Step one, I always thought, was limiting taxation. That is why I run Americans for Tax Reform. We created the Taxpayer Protection Pledge that many candidates sign. It is a written, witnessed pledge to their constituents that they will never vote to raise taxes. The goal of that pledge is to make it difficult for Congress to ever raise taxes because then, and only then, can you begin to have a conversation about reducing spending. Once you remove the tax hike option then you may have an opportunity to focus on reforming government to cost less.

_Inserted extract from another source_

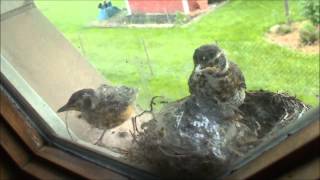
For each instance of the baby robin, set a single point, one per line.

We learned the importance of holding the line against taxes in two painful failures by Republican presidents Reagan and Bush 41. In 1982, the Democrat party said to Reagan: ‘We promise to cut spending by three dollars if you agree to raise taxes by one dollar.’ A three-to-one ratio was agreed. Reagan faced a Democratic House, and a Republican Senate that was pre-Reagan in its thinking. So Reagan was kind of alone. Just as Margaret Thatcher may have been the only Thatcherite in her own government at first, Reagan was the only Reaganite in Washington for quite some time. He took that bad deal. At the end of the day, taxes were raised and spending was not reduced.

This happened eight years later, to George Bush senior. They offered him two dollars of imaginary spending cuts for every dollar of tax increases. Spending didn’t get cut but taxes did get raised. The other team raises taxes to spend the money; they don’t raise taxes for some other purpose, so if you give them the tax increases, they will spend the resources.

In 1994, Republicans won majorities in the House and Senate and all but a handful signed and kept the pledge to never raise taxes. Republicans learned from painful failure that tax hikes only feed big government and strengthen the party of big government in the United States: the Democrats.

So the Reagan Republican Party became the party that would never raise your taxes. But opposing tax increases is a necessary but not sufficient condition to achieve limited government.